How do I optimize this to be faster?
EDIT: following your suggestion (thanks!) regarding VBO
I added:
float* XYRegularSurface::xyz() {
float* data = new float[3*nx*ny];
long i = 0;
for(int ix = 0; ix < nx; ix++) {
for(int iy = 0; iy < ny; iy++) {
data[i++] = x(ix,iy);
data[i++] = y(ix,iy);
data[i] = z[i]; i++;
}
}
return data;
}
I think I understand how I can create a VBO, initialize it to xyz() and send it to the GPU in one go, but how do I use the VBO when drawing. I understand that this can either be done in the vertex shader or by glDrawElements? I assume the latter is easier? If so: I do not see any QUAD mode in the documentation for glDrawElements!?
Edit2:
So I can loop trough all nx*ny quads and draw each by:
GL_UNSIGNED_INT indices[4];
// ... set indices
glDrawElements(GL_QUADS, 1, GL_UNSIGNED_INT, indices);
?
1/. Use display lists, to cache GL commands - avoiding recalculation of the vertices and the expensive per-vertex call overhead. If the data is updated, you need to look at client-side vertex arrays (not to be confused with VAOs). Now ignore this option...
2/. Use vertex buffer objects. Available as of GL 1.5.
Since you need VBOs for core profile anyway (i.e., modern GL), you can at least get to grips with this first.
Well, you've asked a rather open ended question. I'd suggest using modern (3.0+) OpenGL for everything. The point of just about any new OpenGL feature is to provide a faster way to do things.
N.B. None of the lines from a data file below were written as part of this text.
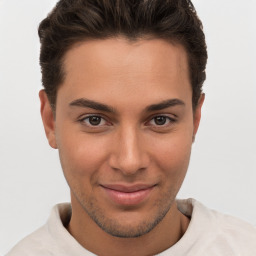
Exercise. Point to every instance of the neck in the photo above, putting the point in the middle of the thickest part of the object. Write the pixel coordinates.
(93, 238)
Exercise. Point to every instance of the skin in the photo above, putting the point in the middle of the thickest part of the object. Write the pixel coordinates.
(127, 145)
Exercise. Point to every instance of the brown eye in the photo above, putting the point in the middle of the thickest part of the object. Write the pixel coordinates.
(160, 120)
(94, 120)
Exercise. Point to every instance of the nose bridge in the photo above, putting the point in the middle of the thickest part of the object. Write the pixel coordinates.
(129, 156)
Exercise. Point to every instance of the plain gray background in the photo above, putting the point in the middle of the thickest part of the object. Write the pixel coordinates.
(222, 169)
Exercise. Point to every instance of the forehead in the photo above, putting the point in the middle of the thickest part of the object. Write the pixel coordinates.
(116, 68)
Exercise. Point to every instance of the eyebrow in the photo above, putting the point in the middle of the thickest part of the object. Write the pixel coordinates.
(86, 103)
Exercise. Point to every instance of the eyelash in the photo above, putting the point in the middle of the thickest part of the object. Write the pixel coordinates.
(167, 119)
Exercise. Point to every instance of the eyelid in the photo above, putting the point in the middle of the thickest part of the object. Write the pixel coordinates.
(83, 117)
(171, 120)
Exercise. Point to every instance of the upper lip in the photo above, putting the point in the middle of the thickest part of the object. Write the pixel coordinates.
(127, 188)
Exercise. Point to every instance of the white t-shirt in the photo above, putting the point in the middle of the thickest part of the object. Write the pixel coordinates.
(209, 233)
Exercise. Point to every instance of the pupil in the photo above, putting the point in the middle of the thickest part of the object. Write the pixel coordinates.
(160, 120)
(94, 120)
Like everyone else is suggesting, use array (vertex) buffer objects and vertex array objects. Use an element array (index) buffer object too. Most GPUs have a 'post-transform cache', which stores the last few transformed vertices, but this can only be used when you call the glDraw*Elements family of functions. I also suggest you store a flat mesh in your VBO, where y=0 for each vertex. Sample the y from a heightmap texture in your vertex shader. If you do this, whenever the surface changes you will only need to update the heightmap texture, which is easier than updating the VBO. Use one of the floating point or integer texture formats for a heightmap, so you aren't restricted to having your values be between 0 and 1.
If so: I do not see any QUAD mode in the documentation for glDrawElements!?
If you want quads make sure you're looking at the GL 2.1-era docs, not the new stuff.